The Environment and Forestry Ministry’s law enforcement and forest protection director, Sustyo Iriono, said officials from the ministry and the police seized four tiger fetuses from three suspects, including a husband and wife, during a raid on Saturday morning.
“The foetuses were stored in a plastic jar. Based on the information from the suspects, the authorities were able to arrest two more suspects and seized a skin of an adult tiger,” Iriono said. 
The suspects could face up to five years in prison and a fine of 100mn rupiah according to articles in the 1990 natural resources conservation law.
The Sumatran tiger is the last of Indonesia’s three sub-species of tigers that still exists and is listed as a critically endangered species.

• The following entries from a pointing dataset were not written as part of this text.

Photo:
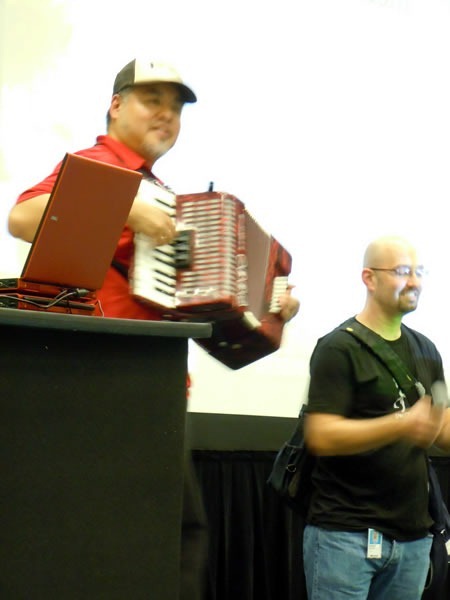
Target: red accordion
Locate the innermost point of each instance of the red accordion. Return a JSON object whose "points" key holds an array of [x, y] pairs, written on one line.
{"points": [[223, 268]]}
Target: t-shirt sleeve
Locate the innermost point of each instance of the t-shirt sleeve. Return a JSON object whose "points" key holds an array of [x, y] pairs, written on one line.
{"points": [[44, 187]]}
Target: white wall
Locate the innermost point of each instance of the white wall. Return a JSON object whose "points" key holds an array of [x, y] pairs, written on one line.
{"points": [[330, 119]]}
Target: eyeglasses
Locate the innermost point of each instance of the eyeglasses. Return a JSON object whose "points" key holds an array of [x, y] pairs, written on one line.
{"points": [[404, 271]]}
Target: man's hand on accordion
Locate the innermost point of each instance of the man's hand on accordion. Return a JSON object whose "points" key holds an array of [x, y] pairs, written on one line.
{"points": [[151, 221], [289, 305]]}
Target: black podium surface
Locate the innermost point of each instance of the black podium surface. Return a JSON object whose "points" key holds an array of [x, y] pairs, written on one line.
{"points": [[92, 432]]}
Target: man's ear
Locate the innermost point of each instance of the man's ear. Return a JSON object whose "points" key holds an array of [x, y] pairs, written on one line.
{"points": [[116, 102], [368, 277]]}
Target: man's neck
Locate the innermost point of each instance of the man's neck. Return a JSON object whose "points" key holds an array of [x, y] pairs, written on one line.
{"points": [[388, 328]]}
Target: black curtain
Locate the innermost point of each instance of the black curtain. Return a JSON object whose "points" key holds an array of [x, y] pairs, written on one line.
{"points": [[254, 540]]}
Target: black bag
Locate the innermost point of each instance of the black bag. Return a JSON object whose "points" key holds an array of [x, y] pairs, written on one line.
{"points": [[290, 476], [435, 586]]}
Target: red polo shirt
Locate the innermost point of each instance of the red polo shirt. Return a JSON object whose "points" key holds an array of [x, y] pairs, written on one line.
{"points": [[114, 294]]}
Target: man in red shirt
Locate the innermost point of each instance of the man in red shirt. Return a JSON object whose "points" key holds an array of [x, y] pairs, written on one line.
{"points": [[143, 123]]}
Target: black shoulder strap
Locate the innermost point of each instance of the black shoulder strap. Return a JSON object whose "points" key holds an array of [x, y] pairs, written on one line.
{"points": [[387, 356]]}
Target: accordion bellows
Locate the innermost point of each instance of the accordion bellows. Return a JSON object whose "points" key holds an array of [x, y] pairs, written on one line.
{"points": [[223, 268]]}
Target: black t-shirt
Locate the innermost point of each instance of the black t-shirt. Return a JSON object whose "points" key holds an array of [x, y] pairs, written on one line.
{"points": [[386, 488]]}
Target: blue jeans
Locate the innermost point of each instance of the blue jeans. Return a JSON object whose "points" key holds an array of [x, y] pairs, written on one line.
{"points": [[336, 567]]}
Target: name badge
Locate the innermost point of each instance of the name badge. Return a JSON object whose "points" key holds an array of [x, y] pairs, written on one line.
{"points": [[374, 544]]}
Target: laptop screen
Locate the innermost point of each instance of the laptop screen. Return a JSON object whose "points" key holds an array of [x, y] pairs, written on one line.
{"points": [[82, 223]]}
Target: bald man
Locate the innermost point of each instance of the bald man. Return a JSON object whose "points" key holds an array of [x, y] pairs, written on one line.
{"points": [[367, 533]]}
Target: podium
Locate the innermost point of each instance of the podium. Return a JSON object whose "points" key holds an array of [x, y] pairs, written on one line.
{"points": [[92, 426]]}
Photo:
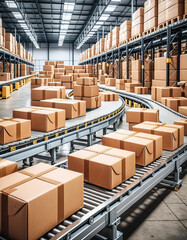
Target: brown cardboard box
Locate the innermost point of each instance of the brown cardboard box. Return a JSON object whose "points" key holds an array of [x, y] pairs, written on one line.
{"points": [[108, 166], [142, 147], [42, 119], [157, 141], [110, 81], [151, 115], [170, 135], [7, 182], [14, 129], [91, 163], [68, 85], [183, 110], [35, 201], [71, 107], [4, 76], [87, 81], [128, 158], [134, 115], [182, 122], [183, 60], [37, 170], [7, 167], [70, 191], [131, 125], [92, 102], [48, 68], [86, 91]]}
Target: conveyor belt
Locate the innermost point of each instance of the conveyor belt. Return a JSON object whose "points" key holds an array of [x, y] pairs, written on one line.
{"points": [[103, 207], [167, 115], [14, 80], [101, 118]]}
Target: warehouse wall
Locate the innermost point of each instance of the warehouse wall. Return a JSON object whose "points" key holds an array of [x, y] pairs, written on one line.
{"points": [[55, 53]]}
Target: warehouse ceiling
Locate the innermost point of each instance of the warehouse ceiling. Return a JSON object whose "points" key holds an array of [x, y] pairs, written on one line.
{"points": [[45, 16]]}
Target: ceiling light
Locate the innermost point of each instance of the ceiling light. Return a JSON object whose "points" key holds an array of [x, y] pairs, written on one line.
{"points": [[104, 17], [11, 4], [69, 7], [66, 16], [110, 8], [17, 15]]}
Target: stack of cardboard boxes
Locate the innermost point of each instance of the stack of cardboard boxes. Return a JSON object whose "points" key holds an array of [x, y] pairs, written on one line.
{"points": [[125, 32], [110, 81], [160, 71], [137, 23], [150, 15], [168, 10], [157, 93], [88, 90], [138, 115], [115, 37], [120, 83]]}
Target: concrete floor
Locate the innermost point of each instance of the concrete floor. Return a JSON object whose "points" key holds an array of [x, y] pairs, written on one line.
{"points": [[160, 215]]}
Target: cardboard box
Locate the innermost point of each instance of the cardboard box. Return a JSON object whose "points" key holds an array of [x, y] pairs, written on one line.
{"points": [[70, 190], [66, 78], [87, 81], [110, 81], [37, 170], [35, 200], [183, 110], [68, 85], [92, 102], [71, 107], [170, 135], [42, 119], [7, 167], [142, 147], [182, 122], [14, 129], [157, 143], [134, 115], [127, 157], [4, 76], [7, 182], [95, 166], [86, 91]]}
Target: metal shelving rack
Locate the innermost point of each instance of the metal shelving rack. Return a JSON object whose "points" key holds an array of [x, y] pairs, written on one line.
{"points": [[11, 58], [165, 37]]}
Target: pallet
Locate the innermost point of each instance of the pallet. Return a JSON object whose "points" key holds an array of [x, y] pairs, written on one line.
{"points": [[151, 30], [171, 21], [135, 37]]}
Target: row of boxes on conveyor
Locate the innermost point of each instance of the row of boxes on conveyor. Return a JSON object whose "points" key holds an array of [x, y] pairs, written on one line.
{"points": [[35, 193]]}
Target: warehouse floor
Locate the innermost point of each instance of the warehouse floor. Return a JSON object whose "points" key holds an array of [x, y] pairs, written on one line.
{"points": [[161, 214]]}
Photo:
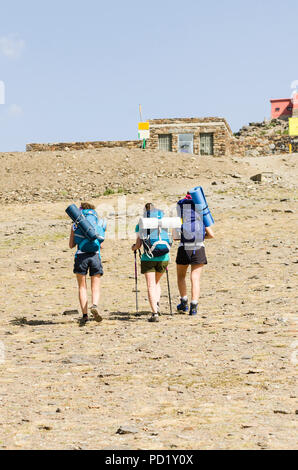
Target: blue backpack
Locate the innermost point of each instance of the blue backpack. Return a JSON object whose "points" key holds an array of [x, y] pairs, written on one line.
{"points": [[192, 228], [156, 242], [99, 225]]}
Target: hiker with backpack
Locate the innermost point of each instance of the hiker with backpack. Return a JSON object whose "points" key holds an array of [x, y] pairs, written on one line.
{"points": [[191, 252], [87, 257], [156, 243]]}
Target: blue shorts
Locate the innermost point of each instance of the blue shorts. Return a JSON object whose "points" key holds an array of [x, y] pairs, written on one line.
{"points": [[88, 261]]}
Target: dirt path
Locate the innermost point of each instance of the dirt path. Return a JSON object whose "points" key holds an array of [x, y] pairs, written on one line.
{"points": [[224, 380]]}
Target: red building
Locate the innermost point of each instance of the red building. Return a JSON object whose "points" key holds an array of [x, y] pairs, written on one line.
{"points": [[281, 109]]}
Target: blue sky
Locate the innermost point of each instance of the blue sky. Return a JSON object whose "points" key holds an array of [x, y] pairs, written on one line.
{"points": [[77, 70]]}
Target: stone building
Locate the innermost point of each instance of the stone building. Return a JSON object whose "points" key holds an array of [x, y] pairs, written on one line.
{"points": [[201, 136]]}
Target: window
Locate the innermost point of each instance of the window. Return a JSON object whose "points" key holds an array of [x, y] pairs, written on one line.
{"points": [[185, 143], [165, 142], [206, 144]]}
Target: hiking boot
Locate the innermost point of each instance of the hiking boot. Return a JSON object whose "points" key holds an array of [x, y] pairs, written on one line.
{"points": [[193, 309], [183, 306], [154, 318], [83, 320], [96, 316]]}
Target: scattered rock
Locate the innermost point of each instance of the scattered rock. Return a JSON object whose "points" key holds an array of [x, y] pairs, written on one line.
{"points": [[127, 430], [257, 177]]}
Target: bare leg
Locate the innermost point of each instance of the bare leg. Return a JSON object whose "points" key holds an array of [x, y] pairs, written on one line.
{"points": [[152, 291], [95, 288], [181, 275], [196, 271], [158, 277], [83, 297]]}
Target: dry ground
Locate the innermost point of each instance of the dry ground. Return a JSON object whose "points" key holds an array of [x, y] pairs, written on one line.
{"points": [[223, 380]]}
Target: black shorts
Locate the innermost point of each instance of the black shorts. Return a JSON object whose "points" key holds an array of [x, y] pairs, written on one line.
{"points": [[88, 261], [186, 257]]}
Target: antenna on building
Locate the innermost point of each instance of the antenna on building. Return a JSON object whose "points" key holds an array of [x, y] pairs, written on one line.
{"points": [[140, 111]]}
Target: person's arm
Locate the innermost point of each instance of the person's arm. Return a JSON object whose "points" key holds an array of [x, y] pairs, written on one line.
{"points": [[209, 233], [137, 245], [71, 238]]}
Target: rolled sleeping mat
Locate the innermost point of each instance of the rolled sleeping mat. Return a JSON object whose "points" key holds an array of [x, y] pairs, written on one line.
{"points": [[199, 199], [170, 222], [80, 220]]}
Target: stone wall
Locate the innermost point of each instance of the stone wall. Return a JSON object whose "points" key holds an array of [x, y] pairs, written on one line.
{"points": [[224, 143], [217, 126], [84, 145]]}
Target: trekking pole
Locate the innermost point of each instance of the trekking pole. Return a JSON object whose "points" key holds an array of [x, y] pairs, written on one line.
{"points": [[136, 282], [169, 291]]}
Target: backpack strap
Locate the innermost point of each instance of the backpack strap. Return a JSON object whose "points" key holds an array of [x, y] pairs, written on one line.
{"points": [[83, 243]]}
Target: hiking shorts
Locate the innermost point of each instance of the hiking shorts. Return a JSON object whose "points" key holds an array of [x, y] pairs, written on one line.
{"points": [[186, 257], [85, 262], [154, 267]]}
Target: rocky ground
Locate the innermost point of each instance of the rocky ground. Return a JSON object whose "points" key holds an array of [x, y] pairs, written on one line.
{"points": [[224, 380], [264, 128]]}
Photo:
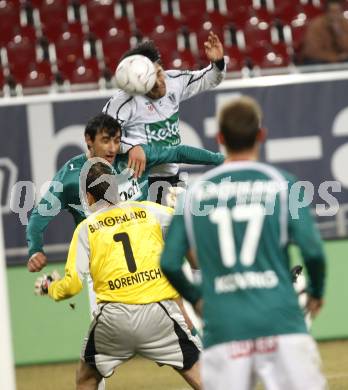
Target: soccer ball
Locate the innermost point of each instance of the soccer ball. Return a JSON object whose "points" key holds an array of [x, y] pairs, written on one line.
{"points": [[136, 75]]}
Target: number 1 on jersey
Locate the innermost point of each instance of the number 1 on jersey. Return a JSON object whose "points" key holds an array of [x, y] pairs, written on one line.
{"points": [[128, 252], [254, 215]]}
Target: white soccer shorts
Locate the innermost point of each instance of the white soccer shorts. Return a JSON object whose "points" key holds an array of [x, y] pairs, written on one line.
{"points": [[286, 362], [156, 331]]}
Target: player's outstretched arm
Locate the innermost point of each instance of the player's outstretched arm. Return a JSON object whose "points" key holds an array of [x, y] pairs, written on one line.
{"points": [[76, 267], [172, 259], [48, 208], [156, 155], [213, 48]]}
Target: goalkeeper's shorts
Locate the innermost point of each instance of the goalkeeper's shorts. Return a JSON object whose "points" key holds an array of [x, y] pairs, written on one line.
{"points": [[156, 331]]}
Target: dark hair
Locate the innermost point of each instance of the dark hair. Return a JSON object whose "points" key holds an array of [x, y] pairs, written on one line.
{"points": [[98, 190], [102, 123], [147, 49], [239, 123]]}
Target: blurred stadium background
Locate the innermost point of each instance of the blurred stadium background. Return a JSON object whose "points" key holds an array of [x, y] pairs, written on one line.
{"points": [[57, 59]]}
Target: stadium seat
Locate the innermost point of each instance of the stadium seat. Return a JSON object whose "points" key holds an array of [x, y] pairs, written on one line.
{"points": [[39, 75], [142, 8], [218, 22], [53, 10], [2, 80], [257, 33], [202, 36], [100, 30], [114, 45], [20, 53], [147, 24], [231, 5], [236, 59], [183, 59], [256, 54], [9, 19], [102, 17], [192, 7], [240, 16], [297, 34], [286, 10], [277, 57], [83, 71], [311, 11], [166, 41], [53, 31], [69, 48]]}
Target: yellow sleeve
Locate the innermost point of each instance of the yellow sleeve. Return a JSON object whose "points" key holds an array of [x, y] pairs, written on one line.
{"points": [[76, 267]]}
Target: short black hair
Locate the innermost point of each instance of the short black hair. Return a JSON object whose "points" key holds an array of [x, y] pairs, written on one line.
{"points": [[239, 123], [98, 190], [147, 49], [102, 122]]}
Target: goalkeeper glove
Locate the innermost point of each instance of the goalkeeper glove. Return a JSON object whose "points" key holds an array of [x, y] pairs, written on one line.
{"points": [[42, 283]]}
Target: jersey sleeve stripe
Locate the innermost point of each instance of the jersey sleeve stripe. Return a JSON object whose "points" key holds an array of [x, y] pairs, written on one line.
{"points": [[193, 80]]}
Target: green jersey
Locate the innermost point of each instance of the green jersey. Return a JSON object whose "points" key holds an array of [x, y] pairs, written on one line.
{"points": [[64, 191], [239, 220]]}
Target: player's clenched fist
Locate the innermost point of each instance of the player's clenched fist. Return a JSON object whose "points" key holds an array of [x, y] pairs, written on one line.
{"points": [[42, 283], [36, 262]]}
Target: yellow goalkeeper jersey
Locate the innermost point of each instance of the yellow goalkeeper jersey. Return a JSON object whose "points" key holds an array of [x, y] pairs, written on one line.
{"points": [[120, 247]]}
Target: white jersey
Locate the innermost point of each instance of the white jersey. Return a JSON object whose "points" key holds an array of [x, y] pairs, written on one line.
{"points": [[144, 120]]}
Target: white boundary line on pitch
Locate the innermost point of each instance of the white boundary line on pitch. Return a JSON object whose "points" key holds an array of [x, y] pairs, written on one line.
{"points": [[336, 376], [252, 82]]}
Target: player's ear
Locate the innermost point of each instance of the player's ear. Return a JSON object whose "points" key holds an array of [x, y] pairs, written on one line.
{"points": [[220, 139], [90, 199], [262, 135], [88, 140]]}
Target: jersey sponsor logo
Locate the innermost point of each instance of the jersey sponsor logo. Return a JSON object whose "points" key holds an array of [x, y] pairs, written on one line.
{"points": [[240, 349], [245, 280], [150, 106], [129, 190], [164, 132], [171, 97], [110, 221], [137, 278]]}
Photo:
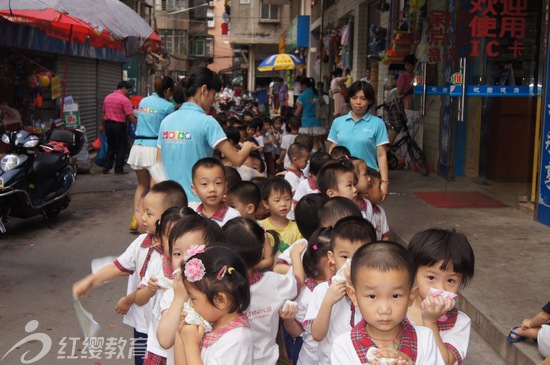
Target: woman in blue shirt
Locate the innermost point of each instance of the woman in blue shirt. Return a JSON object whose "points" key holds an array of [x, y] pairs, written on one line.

The big cat has been pushed to the brink of extinction due to its natural habitat rapidly perishing as a result of massive deforestation. 
According to data from the forestry ministry, there are roughly 600 Sumatran tigers now living in the species’ natural habitat, but human encroachment on the protected forest that the tigers inhabit has caused frequent human-tiger conflict.
A farmer was found dismembered earlier this week after a suspected attack by a rare Sumatran tiger in his coffee field in South Sumatra province.
Another farmer was injured.
It was the second fatal tiger attack in the province in less than a month.
A camper from Musi Banyuasin was injured in a tiger attack while he was camping in Pagaralam’s Gunung Dempo last month.